The Amnesty International rights group has slammed Australia for rights violations against Aboriginals in the country as well as asylum seekers held off shores, saying indigenous kids are 24 times more likely to be arrested than their non-native peers.

In a scathing report released on Wednesday, Amnesty censured Canberra’s complacency amid numerous incidents of rights abuses, urging it to do more in respecting human rights at home and abroad.

“Our government can’t be saying one thing on the one hand and commit to some human rights agendas such as global abolition of the death penalty, while carrying out policies of deliberate abuse and staying shamefully silent in the face of atrocities on the other,” said Claire Mallinson, the national director at Amnesty International Australia, following the report’s publication.

The file photo shows detained asylum-seekers looking through a fence at the Manus Island detention center, in Papua New Guinea, on March 21, 2014. (By Reuters)

The Amnesty report slammed the Australian justice system’s treatment of Aborigines, who make up nearly three percent of the country’s total population of 24 million but continue to remain among the most disadvantaged citizens.

According to the report, the rate of the imprisonment of indigenous adults across Australia is 15 times higher than that of non-Aboriginal adults.

The report came shortly after an official admission by the country’s Prime Minister Malcolm Turnbull, who said last week that Canberra was failing in the efforts to improve the lives of the Aboriginals.

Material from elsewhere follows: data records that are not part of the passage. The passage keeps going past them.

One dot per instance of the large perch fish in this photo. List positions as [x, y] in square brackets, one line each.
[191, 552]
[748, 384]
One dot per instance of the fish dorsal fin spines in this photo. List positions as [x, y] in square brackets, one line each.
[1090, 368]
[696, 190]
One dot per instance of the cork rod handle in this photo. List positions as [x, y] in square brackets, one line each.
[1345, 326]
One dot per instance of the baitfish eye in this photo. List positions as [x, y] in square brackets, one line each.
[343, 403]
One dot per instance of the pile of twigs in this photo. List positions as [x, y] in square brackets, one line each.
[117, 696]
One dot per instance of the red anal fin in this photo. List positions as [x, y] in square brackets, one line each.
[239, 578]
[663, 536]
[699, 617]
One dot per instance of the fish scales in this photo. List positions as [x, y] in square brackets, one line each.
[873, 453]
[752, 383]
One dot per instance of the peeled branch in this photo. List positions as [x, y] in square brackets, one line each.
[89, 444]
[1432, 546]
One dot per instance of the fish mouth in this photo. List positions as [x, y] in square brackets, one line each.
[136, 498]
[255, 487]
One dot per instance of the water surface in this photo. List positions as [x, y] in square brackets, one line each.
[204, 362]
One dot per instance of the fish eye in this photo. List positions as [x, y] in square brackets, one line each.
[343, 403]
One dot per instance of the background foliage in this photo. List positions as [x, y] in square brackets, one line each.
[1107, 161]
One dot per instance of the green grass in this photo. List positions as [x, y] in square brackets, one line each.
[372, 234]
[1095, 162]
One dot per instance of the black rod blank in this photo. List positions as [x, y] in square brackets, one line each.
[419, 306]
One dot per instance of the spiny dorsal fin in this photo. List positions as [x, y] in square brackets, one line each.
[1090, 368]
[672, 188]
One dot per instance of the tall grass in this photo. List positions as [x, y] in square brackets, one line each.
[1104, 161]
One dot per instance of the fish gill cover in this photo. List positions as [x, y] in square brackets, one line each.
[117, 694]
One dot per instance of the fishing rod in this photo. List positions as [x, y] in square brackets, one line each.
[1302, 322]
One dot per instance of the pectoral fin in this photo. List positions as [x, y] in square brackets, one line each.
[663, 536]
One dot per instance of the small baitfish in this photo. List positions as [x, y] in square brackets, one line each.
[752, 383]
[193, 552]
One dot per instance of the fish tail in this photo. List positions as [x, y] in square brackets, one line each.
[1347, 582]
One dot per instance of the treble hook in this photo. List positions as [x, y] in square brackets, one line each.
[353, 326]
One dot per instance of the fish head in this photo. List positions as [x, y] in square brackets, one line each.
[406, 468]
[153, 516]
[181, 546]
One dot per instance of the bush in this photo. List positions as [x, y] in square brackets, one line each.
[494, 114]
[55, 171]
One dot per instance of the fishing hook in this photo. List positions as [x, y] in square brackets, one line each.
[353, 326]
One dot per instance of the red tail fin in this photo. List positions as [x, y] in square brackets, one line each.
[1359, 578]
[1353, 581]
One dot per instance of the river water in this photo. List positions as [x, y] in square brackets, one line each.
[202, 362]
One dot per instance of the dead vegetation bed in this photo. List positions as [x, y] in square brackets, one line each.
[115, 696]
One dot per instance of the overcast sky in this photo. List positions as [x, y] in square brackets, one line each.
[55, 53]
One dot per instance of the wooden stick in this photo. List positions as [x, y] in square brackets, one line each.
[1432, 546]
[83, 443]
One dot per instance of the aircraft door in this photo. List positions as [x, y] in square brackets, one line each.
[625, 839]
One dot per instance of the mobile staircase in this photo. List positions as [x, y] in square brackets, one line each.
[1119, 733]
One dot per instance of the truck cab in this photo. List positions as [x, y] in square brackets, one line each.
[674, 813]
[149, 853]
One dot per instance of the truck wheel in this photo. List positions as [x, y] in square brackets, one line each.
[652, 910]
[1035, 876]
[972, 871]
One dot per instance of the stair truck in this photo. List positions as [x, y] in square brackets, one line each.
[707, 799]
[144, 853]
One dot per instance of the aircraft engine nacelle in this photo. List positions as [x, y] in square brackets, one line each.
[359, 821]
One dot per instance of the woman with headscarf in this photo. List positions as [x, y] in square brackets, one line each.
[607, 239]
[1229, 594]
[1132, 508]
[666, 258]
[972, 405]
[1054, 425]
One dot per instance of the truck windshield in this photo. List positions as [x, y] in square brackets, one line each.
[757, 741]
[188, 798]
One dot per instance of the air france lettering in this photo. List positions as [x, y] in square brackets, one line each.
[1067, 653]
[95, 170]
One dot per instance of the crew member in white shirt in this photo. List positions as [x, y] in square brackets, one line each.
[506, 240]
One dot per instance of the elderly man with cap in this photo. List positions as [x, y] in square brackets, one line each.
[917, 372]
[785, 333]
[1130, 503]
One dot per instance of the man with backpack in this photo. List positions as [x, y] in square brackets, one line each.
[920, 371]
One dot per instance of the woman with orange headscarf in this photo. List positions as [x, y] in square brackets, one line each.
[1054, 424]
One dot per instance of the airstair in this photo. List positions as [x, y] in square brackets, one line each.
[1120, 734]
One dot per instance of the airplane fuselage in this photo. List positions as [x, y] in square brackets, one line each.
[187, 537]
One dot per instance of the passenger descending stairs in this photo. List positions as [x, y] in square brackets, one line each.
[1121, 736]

He pointed to a report showing that the government had missed key targets, including decreasing child mortality and increasing life expectancy.

An injured Afghan asylum seeker from the Manus Island detention center is carried into a vehicle after he was attacked by a group of Papua New Guinean men while out on a day release, August 10, 2016. (Photo by AFP)

Amnesty specifically pointed to incidents at the Don Dale juvenile detention center in northern Australia. Video footage emerged last year showing mostly Aboriginal boys being tear-gassed and abused there in 2014 and 2015.

The report also pointed to Australia’s controversial offshore asylum practices. It said that an agreement between Canberra and Washington to resettle an unspecified number of the 1,600 asylum seekers held at the centers meant that Canberra had “finally acknowledged that Australia’s hard-line policy is untenable.”

 

Australia blocks the asylum seekers who have been seeking to reach Australian land irregularly by sea. It has been intercepting vessels carrying the would-be-refugees and diverting them to the offshore detention camps. The Australian government has made clear that it would not take such individuals in as refugees.